Today, we are releasing verifiers v1 — an overhaul of our environment stack for the modern era of agentic RL and evals.
We decompose environments into a taskset, a harness, and a runtime.
Run complex agentic tasks like coding and computer use at scale, in any harness.
The decomposition allows you to:
- Create tasksets, either verifiers-native or by re-using other frameworks such as Harbor
- Evaluate and train in any harness (e.g. Codex, mini-SWE-agent) or bring your own
- Run them in different runtimes, e.g. subprocesses, Docker or sandboxes
The central piece is the verifiers-managed interception server which proxies the requests between the harness and the inference server.

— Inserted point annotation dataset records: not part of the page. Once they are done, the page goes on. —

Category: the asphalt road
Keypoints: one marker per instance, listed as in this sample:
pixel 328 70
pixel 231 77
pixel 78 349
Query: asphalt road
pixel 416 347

It records traces on the fly, which allows for training and rewriting (e.g. to mitigate reward hacks).
These traces are now message DAGs: every message is stored exactly once.
Now, trace sizes are O(n) in turns instead of O(n²), which makes long horizon agentic rollouts feasible, especially for router replay and multimodal data.

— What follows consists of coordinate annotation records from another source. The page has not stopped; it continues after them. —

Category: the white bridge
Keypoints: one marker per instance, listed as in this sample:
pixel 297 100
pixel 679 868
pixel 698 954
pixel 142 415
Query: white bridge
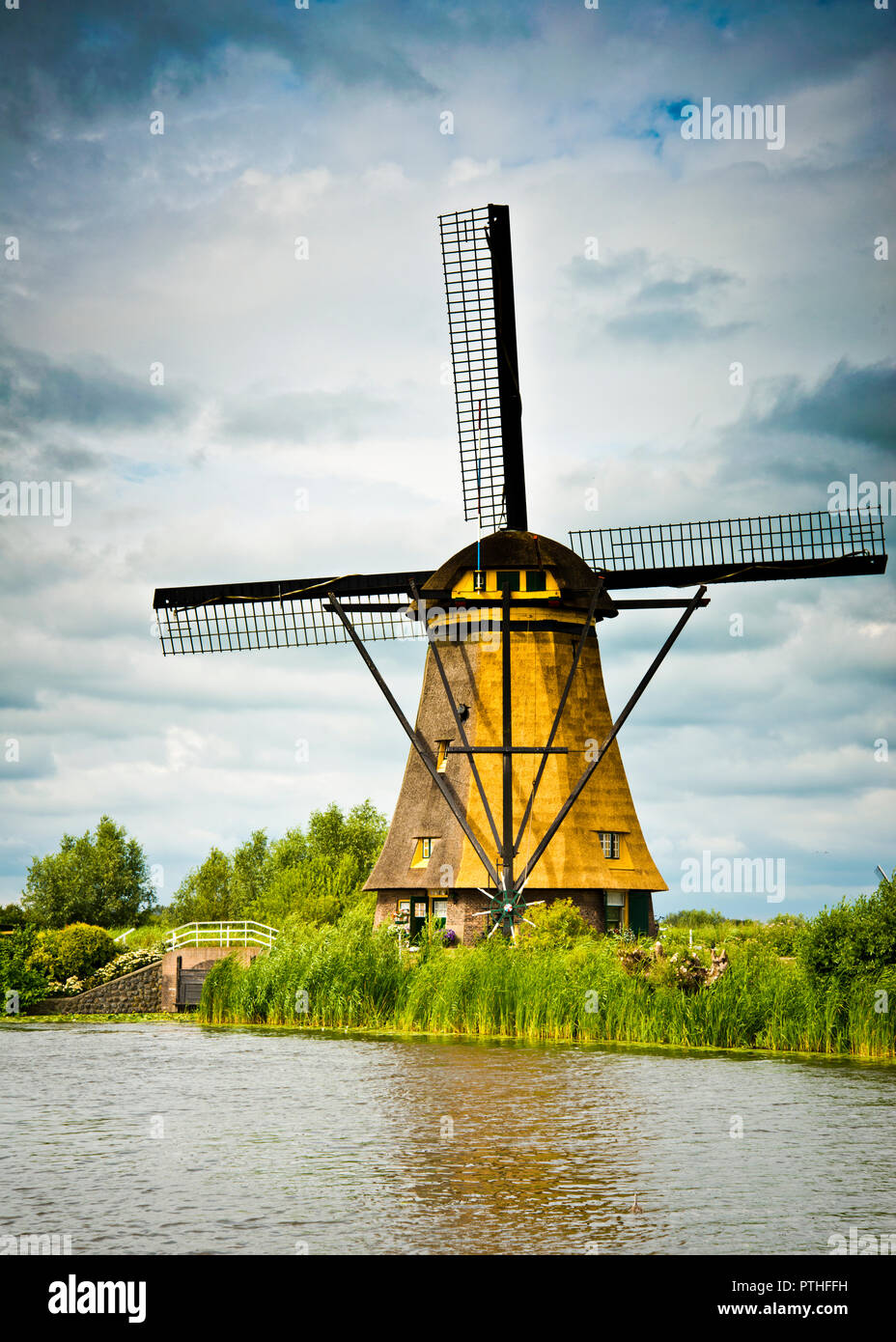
pixel 233 933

Rollouts aren't linear. Compaction and subagents create branches in the graph — and every root→leaf branch is a contiguous, trainable sample.
One trace, N training samples. Long-horizon training past the context window, natively.
verifiers v1 plugs straight into prime-rl for training.
We have been using v1 internally for all our production runs.
In this run, we train GLM-4.5-Air on ScaleSWE tasks with under-4-minute steps and 35-turn rollouts, completing 1K steps in 2 days on just 6 H200 nodes.